The Voidz – Virtue

You know what they say, waiting for The Strokes members to release albums is like waiting for buses. You wait for ages, and then two come along at once. After Albert Hammond Jr’s Francis Trouble earlier this month, The Strokes frontman Julian Casablancas is back with another solo venture. The Voidz, his side project away from the New York five-piece, has always held a strange place in the music industry and, indeed, with fans of Casablancas. There’s a general consensus that he doesn’t change too much from The Strokes’ winning formula for it to not be uninteresting but, without Albert Hammond Jr and co, it’s always seemed a little Strokes-lite.
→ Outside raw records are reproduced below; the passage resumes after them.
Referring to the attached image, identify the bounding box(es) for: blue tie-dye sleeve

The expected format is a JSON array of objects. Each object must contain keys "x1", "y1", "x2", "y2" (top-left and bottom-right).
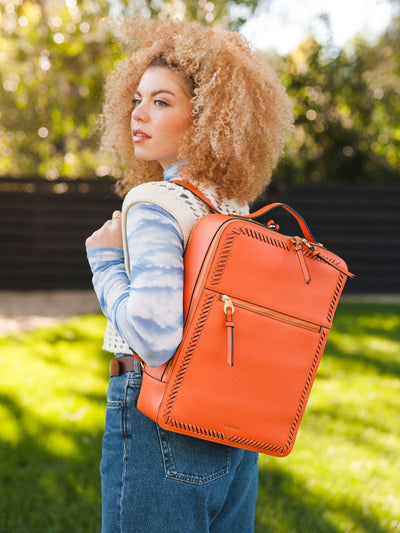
[{"x1": 87, "y1": 203, "x2": 184, "y2": 367}]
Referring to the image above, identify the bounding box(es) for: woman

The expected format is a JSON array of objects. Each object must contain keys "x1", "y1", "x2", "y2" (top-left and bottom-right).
[{"x1": 86, "y1": 17, "x2": 292, "y2": 533}]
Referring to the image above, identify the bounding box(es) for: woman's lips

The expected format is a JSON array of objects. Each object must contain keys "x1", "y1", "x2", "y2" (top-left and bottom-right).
[{"x1": 132, "y1": 129, "x2": 151, "y2": 143}]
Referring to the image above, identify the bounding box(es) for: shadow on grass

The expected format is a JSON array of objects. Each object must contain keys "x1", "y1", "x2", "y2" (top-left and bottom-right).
[
  {"x1": 326, "y1": 340, "x2": 400, "y2": 377},
  {"x1": 325, "y1": 302, "x2": 400, "y2": 377},
  {"x1": 0, "y1": 391, "x2": 103, "y2": 533},
  {"x1": 306, "y1": 403, "x2": 397, "y2": 461},
  {"x1": 255, "y1": 465, "x2": 389, "y2": 533},
  {"x1": 1, "y1": 385, "x2": 390, "y2": 533}
]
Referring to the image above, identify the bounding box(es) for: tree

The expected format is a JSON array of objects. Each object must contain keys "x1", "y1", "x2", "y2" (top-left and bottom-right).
[
  {"x1": 272, "y1": 16, "x2": 400, "y2": 184},
  {"x1": 0, "y1": 0, "x2": 260, "y2": 181},
  {"x1": 0, "y1": 0, "x2": 120, "y2": 179},
  {"x1": 0, "y1": 1, "x2": 399, "y2": 184}
]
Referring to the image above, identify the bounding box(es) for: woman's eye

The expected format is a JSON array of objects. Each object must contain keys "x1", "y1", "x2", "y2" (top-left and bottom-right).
[{"x1": 132, "y1": 98, "x2": 168, "y2": 108}]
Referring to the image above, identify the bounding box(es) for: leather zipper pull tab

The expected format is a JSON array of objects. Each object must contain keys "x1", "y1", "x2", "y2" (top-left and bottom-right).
[
  {"x1": 221, "y1": 295, "x2": 235, "y2": 366},
  {"x1": 292, "y1": 238, "x2": 311, "y2": 284}
]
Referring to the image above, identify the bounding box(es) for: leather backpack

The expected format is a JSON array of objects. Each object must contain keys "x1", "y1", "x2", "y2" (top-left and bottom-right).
[{"x1": 135, "y1": 181, "x2": 353, "y2": 456}]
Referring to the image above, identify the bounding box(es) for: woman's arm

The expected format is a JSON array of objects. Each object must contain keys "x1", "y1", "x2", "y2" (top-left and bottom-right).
[{"x1": 86, "y1": 203, "x2": 184, "y2": 367}]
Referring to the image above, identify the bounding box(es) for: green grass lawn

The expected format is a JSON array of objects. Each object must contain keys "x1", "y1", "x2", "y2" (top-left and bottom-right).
[{"x1": 0, "y1": 302, "x2": 399, "y2": 533}]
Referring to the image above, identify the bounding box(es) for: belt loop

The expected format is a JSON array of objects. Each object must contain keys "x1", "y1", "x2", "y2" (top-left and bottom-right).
[
  {"x1": 134, "y1": 358, "x2": 142, "y2": 375},
  {"x1": 109, "y1": 357, "x2": 121, "y2": 377}
]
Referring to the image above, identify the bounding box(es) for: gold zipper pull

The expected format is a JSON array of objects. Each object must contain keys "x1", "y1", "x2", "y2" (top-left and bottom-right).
[
  {"x1": 292, "y1": 237, "x2": 312, "y2": 284},
  {"x1": 221, "y1": 294, "x2": 234, "y2": 315},
  {"x1": 220, "y1": 295, "x2": 235, "y2": 367}
]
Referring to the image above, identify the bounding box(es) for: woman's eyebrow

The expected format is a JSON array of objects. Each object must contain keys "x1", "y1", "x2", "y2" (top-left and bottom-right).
[{"x1": 135, "y1": 89, "x2": 176, "y2": 97}]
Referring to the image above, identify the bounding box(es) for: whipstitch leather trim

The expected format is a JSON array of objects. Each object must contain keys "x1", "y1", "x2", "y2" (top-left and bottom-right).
[
  {"x1": 227, "y1": 436, "x2": 287, "y2": 455},
  {"x1": 210, "y1": 225, "x2": 290, "y2": 287},
  {"x1": 286, "y1": 328, "x2": 328, "y2": 448},
  {"x1": 210, "y1": 231, "x2": 237, "y2": 286},
  {"x1": 304, "y1": 248, "x2": 347, "y2": 273},
  {"x1": 327, "y1": 273, "x2": 345, "y2": 323},
  {"x1": 167, "y1": 419, "x2": 225, "y2": 440},
  {"x1": 238, "y1": 226, "x2": 290, "y2": 250},
  {"x1": 162, "y1": 292, "x2": 215, "y2": 421}
]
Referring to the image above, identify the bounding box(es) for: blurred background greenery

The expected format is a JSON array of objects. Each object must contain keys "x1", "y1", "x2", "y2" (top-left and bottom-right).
[{"x1": 0, "y1": 0, "x2": 399, "y2": 185}]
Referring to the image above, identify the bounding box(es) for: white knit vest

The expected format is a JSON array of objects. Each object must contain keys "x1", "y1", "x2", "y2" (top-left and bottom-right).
[{"x1": 102, "y1": 180, "x2": 249, "y2": 354}]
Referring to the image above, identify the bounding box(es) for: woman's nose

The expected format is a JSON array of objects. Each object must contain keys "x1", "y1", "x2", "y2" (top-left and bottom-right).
[{"x1": 131, "y1": 103, "x2": 148, "y2": 122}]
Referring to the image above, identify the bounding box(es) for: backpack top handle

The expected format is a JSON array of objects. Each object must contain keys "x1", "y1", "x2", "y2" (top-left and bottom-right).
[{"x1": 172, "y1": 180, "x2": 318, "y2": 245}]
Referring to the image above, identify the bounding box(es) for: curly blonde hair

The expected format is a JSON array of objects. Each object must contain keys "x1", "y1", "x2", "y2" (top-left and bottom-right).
[{"x1": 100, "y1": 17, "x2": 293, "y2": 202}]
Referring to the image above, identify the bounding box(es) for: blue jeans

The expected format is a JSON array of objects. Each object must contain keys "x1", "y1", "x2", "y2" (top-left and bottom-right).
[{"x1": 100, "y1": 369, "x2": 259, "y2": 533}]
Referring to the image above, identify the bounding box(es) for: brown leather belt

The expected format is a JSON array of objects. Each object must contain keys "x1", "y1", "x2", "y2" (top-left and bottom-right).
[{"x1": 109, "y1": 356, "x2": 142, "y2": 377}]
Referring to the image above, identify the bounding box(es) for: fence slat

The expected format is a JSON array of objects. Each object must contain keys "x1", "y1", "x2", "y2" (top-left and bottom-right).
[{"x1": 1, "y1": 177, "x2": 399, "y2": 294}]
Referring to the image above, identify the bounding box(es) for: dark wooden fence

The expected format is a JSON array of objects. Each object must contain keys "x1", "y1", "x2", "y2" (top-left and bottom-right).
[{"x1": 1, "y1": 177, "x2": 399, "y2": 294}]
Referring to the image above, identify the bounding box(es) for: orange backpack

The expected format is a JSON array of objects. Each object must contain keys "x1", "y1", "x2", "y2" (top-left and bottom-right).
[{"x1": 135, "y1": 181, "x2": 353, "y2": 456}]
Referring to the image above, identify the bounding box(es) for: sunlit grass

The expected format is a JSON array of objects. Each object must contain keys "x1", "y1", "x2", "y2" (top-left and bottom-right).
[
  {"x1": 0, "y1": 315, "x2": 108, "y2": 533},
  {"x1": 0, "y1": 303, "x2": 399, "y2": 532},
  {"x1": 255, "y1": 303, "x2": 400, "y2": 533}
]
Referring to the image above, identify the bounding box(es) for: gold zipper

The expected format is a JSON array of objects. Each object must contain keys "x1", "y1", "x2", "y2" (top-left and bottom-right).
[
  {"x1": 220, "y1": 295, "x2": 235, "y2": 366},
  {"x1": 219, "y1": 294, "x2": 321, "y2": 332}
]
However, their new album, Virtue, their first since dropping the ‘Julian Casablancas and’ moniker, feels like a genuine change and definitely a step in the right direction.

There seems to be more of a sense of fun with Virtue, with a combination of quirky, futuristic lyrics and a more mainstream sheen to the production. Casablancas explained Virtue by calling it, “More sleek and polished, but it’s still futuristic prison jazz” and that’s an excellent description. Like 00s indie-rock meets krautrock, it’s a hell of a ride with an enormous amount of fun. Whether it’s with the dynamic ‘QYURRYUS’, which sounds like an album track from Prince’s 1999, or the effortless hip-hop-inspired beats of ‘ALieNNatioN’, this is an entertaining romp for the most part.

It’s not all fun and games, however, as Casablancas appears to be angrier than ever. On the macabre ‘Black Hole’, Casablancas subtly hints at Donald Trump’s America by declaring: “Well it feels good going down the drain” which is about as delicate as the protest gets. It gets much more volatile on the punkiest number on the record, ‘We’re Where We Were’, which opens with: “New holocaust happening/What, are you blind?/You’re in Germany now/1939.” It’s about as subtle as a sledgehammer, but with its monstrous riffs and the vulgarity in Casablancas’ vocal delivery (which is one of his most versatile performances yet, it has to be said), it packs an almighty punch.

In many ways, however, Virtue appears to be a re-stepping of Casablancas’ past career moves. There’s something for The Strokes fans here with ‘Leave it in My Dreams’, the opening track that most resembles the New York heroes. It’s a bright, laidback track that resembles The Strokes’ 2011 record Angles, with Jeremy Gritter and Amir Yaghmai’s guitars emanating glimmer, sunshine and a lovingly packaged slice of surf-rock. Yet, on an album like this, with so much anger and passion at times, it seems a little trivial. While ‘All Wordz Are Made Up’ sees Casablancas and co. pick up where his Daft Punk-featuring ‘Instant Crush’ left off, with a track that sounds like someone attempting Beck on a karaoke machine. Believe me, it’s as wince-inducing as it sounds.

Over the years, through interviews (he recently said he didn’t like The Beatles and, of course, criticised mainstream music) and his on-stage persona, Casablancas has conducted himself in a very serious way, coming across as a bit of a grump in all honesty. This makes Virtue all the more refreshing, as it appears to have put the fun factor back into the 39-year-old. Virtue is an unpredictable, uneven and inconsistent record but, for the most part, it’s a wholesome and joyous ride. Additionally, unlike many indie heroes from the 2000s, Casablancas is continuing to make very interesting music, and this could be his best solo album yet.